Quand vient l'heure d'écrire l'Histoire, c'est dans la tendance à négliger les témoignages des plus jeunes que l'on trouve une explication à l'absence prolongée des récits de Gisela et tant d'autres. L'analyse de l'évolution des politiques de mémoire en Allemagne et de leur influence sur les territoires de l'ex-URSS apporte quelques indices supplémentaires sur les raisons qui ont poussé les gouvernements à omettre les enfants du discours d'après-guerre et sur la façon dont ils ont peu à peu été réintégrés au récit historique de l'Europe moderne.
Immédiatement après la guerre en Allemagne, les efforts étaient axés sur l'absolution de la responsabilité allemande vis-à-vis des atrocités commises pendant la guerre et sur la mise en place d'un culte de la victimisation et du rôle de l'État soviétique dans la déroute du fascisme.
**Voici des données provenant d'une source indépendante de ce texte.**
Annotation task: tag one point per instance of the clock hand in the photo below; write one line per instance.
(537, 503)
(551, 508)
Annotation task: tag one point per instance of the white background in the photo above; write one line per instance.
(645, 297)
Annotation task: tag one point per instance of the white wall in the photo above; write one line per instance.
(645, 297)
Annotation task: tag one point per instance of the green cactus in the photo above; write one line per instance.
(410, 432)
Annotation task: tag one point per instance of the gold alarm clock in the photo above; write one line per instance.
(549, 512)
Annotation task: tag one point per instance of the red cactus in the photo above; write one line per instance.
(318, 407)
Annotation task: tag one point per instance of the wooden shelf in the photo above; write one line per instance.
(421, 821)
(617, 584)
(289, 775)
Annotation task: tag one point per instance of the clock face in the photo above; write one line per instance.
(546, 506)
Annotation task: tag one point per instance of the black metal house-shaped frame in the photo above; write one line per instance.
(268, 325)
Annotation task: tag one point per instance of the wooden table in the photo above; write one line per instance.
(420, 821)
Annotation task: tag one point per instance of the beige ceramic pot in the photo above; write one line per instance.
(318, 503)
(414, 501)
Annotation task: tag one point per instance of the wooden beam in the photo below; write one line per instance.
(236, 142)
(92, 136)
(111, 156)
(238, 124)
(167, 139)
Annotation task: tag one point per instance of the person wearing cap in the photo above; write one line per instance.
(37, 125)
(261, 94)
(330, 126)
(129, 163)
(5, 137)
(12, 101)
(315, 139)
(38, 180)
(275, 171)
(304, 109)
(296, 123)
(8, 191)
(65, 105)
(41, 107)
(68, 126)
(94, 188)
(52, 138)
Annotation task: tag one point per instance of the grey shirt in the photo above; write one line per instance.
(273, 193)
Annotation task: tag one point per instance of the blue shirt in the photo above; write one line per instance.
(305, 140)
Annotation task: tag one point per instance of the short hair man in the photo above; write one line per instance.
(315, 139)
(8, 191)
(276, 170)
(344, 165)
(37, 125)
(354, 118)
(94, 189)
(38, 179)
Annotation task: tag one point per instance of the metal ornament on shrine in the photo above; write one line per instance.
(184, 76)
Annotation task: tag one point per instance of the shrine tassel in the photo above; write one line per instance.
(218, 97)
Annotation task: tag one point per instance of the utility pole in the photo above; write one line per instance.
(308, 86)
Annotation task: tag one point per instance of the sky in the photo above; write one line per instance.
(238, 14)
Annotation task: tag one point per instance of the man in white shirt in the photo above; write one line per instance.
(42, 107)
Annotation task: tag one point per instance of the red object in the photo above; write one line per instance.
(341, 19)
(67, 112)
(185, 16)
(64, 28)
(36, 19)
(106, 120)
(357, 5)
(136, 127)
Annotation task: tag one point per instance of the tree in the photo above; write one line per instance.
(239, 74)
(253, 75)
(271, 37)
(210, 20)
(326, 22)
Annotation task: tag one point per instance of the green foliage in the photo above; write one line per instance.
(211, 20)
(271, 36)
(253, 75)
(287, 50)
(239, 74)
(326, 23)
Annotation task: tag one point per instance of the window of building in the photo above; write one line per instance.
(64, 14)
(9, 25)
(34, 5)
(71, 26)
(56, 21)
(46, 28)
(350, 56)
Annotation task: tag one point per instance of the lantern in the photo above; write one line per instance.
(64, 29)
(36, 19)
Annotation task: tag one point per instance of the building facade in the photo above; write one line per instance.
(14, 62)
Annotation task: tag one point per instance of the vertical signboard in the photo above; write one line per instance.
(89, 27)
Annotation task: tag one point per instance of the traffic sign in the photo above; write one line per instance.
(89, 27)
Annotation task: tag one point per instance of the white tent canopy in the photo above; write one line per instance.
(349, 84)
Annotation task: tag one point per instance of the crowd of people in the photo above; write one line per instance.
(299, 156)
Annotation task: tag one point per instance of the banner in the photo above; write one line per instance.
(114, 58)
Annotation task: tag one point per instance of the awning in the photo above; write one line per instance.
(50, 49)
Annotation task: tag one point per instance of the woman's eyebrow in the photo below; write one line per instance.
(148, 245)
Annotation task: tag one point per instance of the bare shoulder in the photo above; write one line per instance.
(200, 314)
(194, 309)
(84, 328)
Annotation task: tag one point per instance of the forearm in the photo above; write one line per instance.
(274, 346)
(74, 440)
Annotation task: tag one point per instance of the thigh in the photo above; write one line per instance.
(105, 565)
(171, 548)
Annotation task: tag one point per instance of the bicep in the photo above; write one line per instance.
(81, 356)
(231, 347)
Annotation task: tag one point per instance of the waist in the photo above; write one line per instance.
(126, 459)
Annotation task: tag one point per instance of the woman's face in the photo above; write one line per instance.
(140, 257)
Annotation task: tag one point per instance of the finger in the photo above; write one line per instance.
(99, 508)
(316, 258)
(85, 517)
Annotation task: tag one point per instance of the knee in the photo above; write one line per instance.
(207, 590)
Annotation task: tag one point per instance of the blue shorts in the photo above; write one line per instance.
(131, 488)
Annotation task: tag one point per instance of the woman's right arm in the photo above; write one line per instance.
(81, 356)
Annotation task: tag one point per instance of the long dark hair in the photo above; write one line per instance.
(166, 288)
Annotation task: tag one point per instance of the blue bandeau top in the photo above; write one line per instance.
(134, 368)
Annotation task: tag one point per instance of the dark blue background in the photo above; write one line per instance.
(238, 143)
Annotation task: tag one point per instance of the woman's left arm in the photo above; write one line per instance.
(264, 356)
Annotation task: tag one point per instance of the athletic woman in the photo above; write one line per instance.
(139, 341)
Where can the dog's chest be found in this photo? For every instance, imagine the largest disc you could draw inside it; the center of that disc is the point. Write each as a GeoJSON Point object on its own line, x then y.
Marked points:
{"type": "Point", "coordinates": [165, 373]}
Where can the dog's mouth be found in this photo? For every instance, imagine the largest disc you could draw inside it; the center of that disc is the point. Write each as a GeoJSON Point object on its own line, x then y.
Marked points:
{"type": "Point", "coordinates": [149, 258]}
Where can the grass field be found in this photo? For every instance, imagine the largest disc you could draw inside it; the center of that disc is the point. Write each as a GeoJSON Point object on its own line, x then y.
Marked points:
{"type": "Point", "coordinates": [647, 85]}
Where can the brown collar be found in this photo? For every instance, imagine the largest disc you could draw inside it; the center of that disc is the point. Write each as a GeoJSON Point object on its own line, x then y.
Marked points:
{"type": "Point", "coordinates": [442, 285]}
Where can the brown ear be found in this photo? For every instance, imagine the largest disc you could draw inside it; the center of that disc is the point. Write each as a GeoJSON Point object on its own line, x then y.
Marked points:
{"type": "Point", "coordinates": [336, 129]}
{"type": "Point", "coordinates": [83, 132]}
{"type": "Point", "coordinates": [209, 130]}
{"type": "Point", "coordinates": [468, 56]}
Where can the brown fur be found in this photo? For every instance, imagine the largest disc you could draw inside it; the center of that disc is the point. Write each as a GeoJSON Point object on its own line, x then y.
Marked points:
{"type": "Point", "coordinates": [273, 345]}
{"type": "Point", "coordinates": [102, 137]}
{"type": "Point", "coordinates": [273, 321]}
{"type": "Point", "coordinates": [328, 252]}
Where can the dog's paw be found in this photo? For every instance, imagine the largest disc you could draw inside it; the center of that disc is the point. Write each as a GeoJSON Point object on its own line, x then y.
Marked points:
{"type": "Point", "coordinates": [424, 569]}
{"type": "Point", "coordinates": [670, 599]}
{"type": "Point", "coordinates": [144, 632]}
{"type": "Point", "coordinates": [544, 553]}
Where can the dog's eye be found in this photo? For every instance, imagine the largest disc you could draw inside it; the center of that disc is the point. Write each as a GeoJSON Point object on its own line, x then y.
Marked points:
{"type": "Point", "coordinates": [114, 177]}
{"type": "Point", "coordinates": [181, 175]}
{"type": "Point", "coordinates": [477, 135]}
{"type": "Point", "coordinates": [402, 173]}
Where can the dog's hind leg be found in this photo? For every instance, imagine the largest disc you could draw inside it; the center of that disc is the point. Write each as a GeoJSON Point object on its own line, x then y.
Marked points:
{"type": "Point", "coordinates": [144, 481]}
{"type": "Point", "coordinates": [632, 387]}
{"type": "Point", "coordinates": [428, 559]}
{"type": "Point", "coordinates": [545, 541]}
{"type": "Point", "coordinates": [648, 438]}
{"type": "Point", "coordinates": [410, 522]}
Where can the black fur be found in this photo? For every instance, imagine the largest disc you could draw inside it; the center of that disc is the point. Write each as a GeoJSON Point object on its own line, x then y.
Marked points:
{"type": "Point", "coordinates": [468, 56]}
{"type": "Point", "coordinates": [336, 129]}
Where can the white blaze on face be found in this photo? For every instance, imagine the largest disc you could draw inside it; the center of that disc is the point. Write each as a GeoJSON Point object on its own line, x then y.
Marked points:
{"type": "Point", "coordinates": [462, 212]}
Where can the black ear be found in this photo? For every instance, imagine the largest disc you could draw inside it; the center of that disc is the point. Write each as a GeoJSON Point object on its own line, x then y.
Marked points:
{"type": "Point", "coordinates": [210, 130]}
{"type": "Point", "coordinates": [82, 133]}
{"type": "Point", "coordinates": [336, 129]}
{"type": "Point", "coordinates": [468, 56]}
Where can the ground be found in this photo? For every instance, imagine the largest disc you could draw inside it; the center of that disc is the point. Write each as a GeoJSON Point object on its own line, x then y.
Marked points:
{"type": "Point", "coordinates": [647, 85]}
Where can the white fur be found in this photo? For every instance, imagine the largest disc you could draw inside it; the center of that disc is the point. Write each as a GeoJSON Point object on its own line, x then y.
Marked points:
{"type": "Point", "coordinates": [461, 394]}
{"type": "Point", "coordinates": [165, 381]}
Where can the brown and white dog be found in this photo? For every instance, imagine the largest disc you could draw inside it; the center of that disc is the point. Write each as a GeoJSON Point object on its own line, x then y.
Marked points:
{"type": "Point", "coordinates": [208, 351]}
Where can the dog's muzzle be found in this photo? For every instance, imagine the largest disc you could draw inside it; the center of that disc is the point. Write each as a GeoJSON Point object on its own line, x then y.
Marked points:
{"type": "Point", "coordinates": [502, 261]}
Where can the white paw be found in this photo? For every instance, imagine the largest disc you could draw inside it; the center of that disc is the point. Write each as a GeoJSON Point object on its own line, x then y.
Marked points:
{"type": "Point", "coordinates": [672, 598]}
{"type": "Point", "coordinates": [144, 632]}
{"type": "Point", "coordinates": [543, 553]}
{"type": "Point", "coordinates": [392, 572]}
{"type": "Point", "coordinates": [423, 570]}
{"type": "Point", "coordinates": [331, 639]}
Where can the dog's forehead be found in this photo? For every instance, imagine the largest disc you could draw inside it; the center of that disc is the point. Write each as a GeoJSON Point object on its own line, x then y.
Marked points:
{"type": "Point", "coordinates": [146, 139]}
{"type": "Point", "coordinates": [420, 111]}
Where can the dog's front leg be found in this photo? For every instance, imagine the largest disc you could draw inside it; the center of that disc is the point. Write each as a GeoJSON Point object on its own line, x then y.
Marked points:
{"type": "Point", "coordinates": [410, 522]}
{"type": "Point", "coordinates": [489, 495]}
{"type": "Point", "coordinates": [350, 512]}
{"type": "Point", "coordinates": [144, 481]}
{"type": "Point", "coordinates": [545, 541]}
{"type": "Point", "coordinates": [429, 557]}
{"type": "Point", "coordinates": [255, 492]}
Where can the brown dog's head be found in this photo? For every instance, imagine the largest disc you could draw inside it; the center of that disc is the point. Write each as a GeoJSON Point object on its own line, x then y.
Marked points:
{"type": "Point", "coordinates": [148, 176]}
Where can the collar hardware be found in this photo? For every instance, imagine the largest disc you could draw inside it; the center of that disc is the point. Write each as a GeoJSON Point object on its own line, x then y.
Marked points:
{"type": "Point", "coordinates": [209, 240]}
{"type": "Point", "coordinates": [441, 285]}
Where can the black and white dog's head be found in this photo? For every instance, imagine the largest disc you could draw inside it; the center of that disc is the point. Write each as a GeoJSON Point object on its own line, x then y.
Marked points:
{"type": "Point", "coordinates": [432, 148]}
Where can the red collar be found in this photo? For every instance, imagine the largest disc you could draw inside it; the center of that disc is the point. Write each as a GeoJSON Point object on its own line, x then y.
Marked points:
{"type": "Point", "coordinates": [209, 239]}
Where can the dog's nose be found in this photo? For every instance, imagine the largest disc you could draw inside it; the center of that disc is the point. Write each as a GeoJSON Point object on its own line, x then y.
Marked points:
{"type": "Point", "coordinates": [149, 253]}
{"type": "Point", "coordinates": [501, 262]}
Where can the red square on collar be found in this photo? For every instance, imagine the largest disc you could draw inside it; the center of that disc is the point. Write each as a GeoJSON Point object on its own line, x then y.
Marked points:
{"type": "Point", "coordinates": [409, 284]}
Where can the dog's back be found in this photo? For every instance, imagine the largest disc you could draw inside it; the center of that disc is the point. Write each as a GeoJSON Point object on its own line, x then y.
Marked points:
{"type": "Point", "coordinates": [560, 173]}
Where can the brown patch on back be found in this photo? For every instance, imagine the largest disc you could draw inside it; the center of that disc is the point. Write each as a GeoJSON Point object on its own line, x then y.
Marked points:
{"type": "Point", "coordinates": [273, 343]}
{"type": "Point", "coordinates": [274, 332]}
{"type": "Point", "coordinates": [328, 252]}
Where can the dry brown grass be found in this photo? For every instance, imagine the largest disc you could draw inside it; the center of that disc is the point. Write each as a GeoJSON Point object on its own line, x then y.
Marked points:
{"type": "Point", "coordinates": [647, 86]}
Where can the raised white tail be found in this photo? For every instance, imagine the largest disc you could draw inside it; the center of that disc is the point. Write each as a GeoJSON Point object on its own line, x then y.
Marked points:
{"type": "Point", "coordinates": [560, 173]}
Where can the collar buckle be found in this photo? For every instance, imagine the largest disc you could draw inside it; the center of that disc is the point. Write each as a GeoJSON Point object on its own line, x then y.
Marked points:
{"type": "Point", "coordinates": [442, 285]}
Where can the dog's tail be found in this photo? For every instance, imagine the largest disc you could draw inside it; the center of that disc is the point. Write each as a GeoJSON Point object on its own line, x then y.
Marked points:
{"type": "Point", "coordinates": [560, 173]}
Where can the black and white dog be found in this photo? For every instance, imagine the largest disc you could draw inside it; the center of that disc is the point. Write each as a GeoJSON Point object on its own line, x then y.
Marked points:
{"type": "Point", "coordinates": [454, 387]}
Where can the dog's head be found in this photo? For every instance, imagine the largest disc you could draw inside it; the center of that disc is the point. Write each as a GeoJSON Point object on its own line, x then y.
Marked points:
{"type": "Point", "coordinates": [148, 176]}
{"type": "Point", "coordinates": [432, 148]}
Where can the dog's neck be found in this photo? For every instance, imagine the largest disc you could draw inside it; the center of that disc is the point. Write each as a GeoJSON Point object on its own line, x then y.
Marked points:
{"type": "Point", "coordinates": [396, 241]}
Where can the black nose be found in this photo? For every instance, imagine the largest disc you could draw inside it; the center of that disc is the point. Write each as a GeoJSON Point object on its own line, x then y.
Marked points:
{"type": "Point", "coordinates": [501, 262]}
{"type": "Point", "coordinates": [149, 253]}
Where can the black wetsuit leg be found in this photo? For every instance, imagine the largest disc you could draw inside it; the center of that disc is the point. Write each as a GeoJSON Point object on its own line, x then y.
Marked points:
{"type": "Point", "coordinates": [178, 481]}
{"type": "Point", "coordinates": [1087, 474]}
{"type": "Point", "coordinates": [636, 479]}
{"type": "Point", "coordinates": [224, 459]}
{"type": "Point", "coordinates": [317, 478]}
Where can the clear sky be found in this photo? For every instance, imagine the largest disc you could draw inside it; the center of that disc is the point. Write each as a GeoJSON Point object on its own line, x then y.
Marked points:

En ces temps-là, la mémoire et la commémoration étaient incroyablement sélectives. Il est difficile d'imaginer une époque où les souvenirs horribles de la Seconde Guerre mondiale, comme ceux de l'Holocauste, n'étaient que très rarement évoqués, voire même pas du tout.
Professeure de la DAAD invitée à l'université de York, Dr Jenny Wüstenberg indique qu'en Allemagne de l'Est sous occupation soviétique « il était plutôt rare de mentionner les atrocités commises par les Soviétiques car ils étaient présentés comme des libérateurs. » À l'inverse, en Allemagne de l'Ouest, les débats autour de la souffrance allemande occupaient « une place centrale dans la façon de se remémorer la guerre. »
Cependant, la montée en puissance de l'activisme chez les étudiants couplée à l'assouplissement du contrôle exercé par l'État sur la mémoire a donné l'occasion au plus grand nombre de diffuser à travers l'Europe de nouveaux paradigmes du souvenir. Et ce, plus particulièrement en Allemagne de l'Ouest où l'idée dominante voulait que parler en détails des malheurs subis par l'Allemagne après la guerre revenait à minimiser les actions du régime nazi et à établir de fausses équivalences de souffrance. Dans un tel contexte, les débats sur les enfants-loups se cantonnaient bien souvent aux propos des révisionnistes d'extrême droite dans lesquels les enfants étaient utilisés comme de simples pions permettant de justifier le nazisme et de mettre en avant le fait que l'Allemagne aussi avait gravement souffert de la Seconde Guerre mondiale.
Comme le fait remarquer Wüstenberg, la chute du mur de Berlin en 1989 et l'effondrement successif de l'Union soviétique ont permis aux communautés de renouer avec leur passé de façon plus ouverte et démonstrative étant donné l'apparition d'une plus grande liberté de communication. Kreibig vient d'ailleurs corroborer cette histoire et assure qu'aujourd'hui, dans son Allemagne natale, les histoires des enfants de Prusse orientale sont mieux connues.
Le traumatisme de la guerre est un sentiment qui s'installe profondément dans les sociétés et transcende les générations mais comme pour tout héritage douloureux, il devient au fil du temps possible de le confronter aux pans effacés de l'Histoire. Lukas Kreibig pensait qu'il était important de se souvenir « des histoires, des morts et des peines causées par cette guerre. » Son projet sur les enfants de guerre en Prusse orientale permet de réfléchir aux enseignements à tirer des effets de la guerre sur l'enfance et aux processus vastes et complexes par lesquels se crée l'identité et s'écrit l'histoire. Ce projet témoigne de la capacité des images à enrichir la chronique historique, à susciter et modifier des opinions ou encore à nous pousser à la réflexion critique sur notre passé collectif.